With production now online, the Pateke-4H estimate will be reviewed and updated when actual performance can be compared with the forecast from the current model. The effect of Pateke-4H on the extension of the economic field life of the Tui area fields is dependent on oil price, and includes an assumption of a return to higher oil prices during the field life.

Information on the Reserves and Resources relating to the Pakete-4H well is based on an independent process review conducted by RISC Operations Pty Ltd (RISC), a leading independent oil and gas industry advisory firm, and fairly represents the information and supporting documentation reviewed. The review was carried out in accordance with the SPE Reserves Auditing Standards and the SPE-PRMS guidelines under the supervision of Mr. Geoffrey J Barker, a Partner of RISC. Mr. Barker is a member of the SPE and his qualifications include a Master of Engineering Science (Petroleum Engineering) from Sydney University and more than 30 years of relevant experience. Mr. Barker meets the requirements of qualified petroleum reserve and resource evaluator as defined in Chapter 19 of the ASX Listing Rules and consents to the inclusion of this information in this report.

This statement has been compiled by New Zealand Oil & Gas Vice-President Operations and Engineering Andrew Jefferies BEng (Mech Hons), Msc Pet Eng, MBA, an SPE (Society of Petroleum Engineers) Certified Petroleum Engineer with over 23 years of industry experience. The estimate is the result of probabilistic analysis.

Developing the prospect

Pateke is one of three oil accumulations in Kapuni-F sandstones in the Tui fields which lies approximately 50km off the coast of Taranaki, in water depth of about 124 metres. These accumulations are laterally extensive, in high permeability marine sandstones, overlying strong aquifer drives.

The objective of the Oi well was to test a northern extension of the producing Pateke reservoir. It was thought that this northern extension was not being drained by the Pateke well. The well plan included a substantial horizontal section because the potential reservoir was considered to be laterally extensive. In March, the well encountered the primary objective Kapuni F sands as expected, and confirmed the presence of oil. However, a problem was experienced with a parted drill string that caused the abandonment of the well and side-tracking into the reservoir. A second side-track was later also required. The Kan Tan IV semi-submersible drilling rig successfully completed drilling on 20 May 2014.

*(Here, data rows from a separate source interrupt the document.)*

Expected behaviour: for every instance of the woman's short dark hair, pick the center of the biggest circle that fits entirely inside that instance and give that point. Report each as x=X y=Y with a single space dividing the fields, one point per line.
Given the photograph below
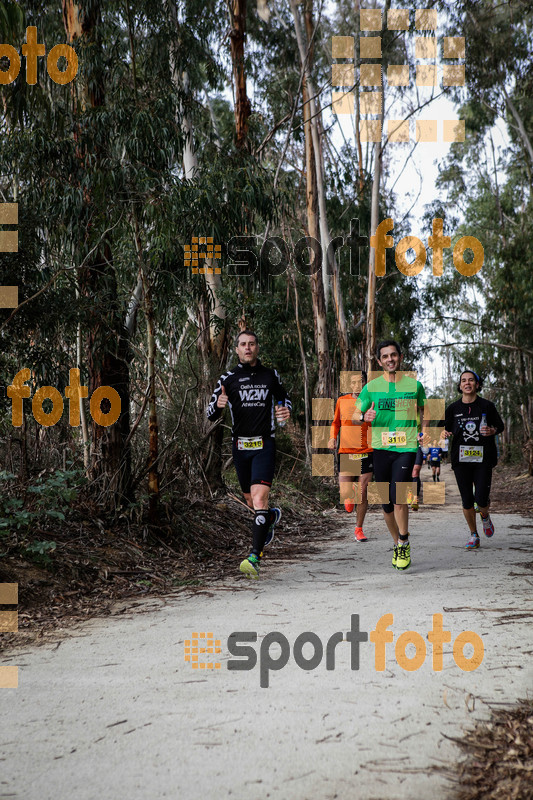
x=248 y=332
x=388 y=343
x=476 y=376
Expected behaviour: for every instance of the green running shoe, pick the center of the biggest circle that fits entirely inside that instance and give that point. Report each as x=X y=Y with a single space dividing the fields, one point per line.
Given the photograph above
x=250 y=566
x=404 y=556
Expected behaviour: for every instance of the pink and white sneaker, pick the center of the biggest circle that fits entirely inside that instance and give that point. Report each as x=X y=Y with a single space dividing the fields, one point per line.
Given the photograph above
x=488 y=527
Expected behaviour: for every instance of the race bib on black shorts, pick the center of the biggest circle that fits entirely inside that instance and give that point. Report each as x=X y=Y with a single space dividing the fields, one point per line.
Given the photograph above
x=394 y=439
x=470 y=455
x=250 y=443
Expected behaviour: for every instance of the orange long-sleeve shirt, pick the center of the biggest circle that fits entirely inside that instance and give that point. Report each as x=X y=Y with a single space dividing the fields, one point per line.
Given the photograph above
x=354 y=435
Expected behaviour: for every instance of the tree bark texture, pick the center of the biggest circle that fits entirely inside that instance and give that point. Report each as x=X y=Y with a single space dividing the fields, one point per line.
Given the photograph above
x=107 y=342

Three joint venture partners are involved in the Tui project:

  • 27.5% New Zealand Oil & Gas Limited
  • 57.5% Australian Worldwide Exploration (AWE) (Operator)*
  • 15% Pan Pacific Petroleum*

In October 2013 New Zealand Oil & Gas more than doubled its interest in the field, from 12.5 per cent to 27.5 per cent when Mitsui E&P Australia Pty Limited sold its 35 per cent share to the remaining Tui partners.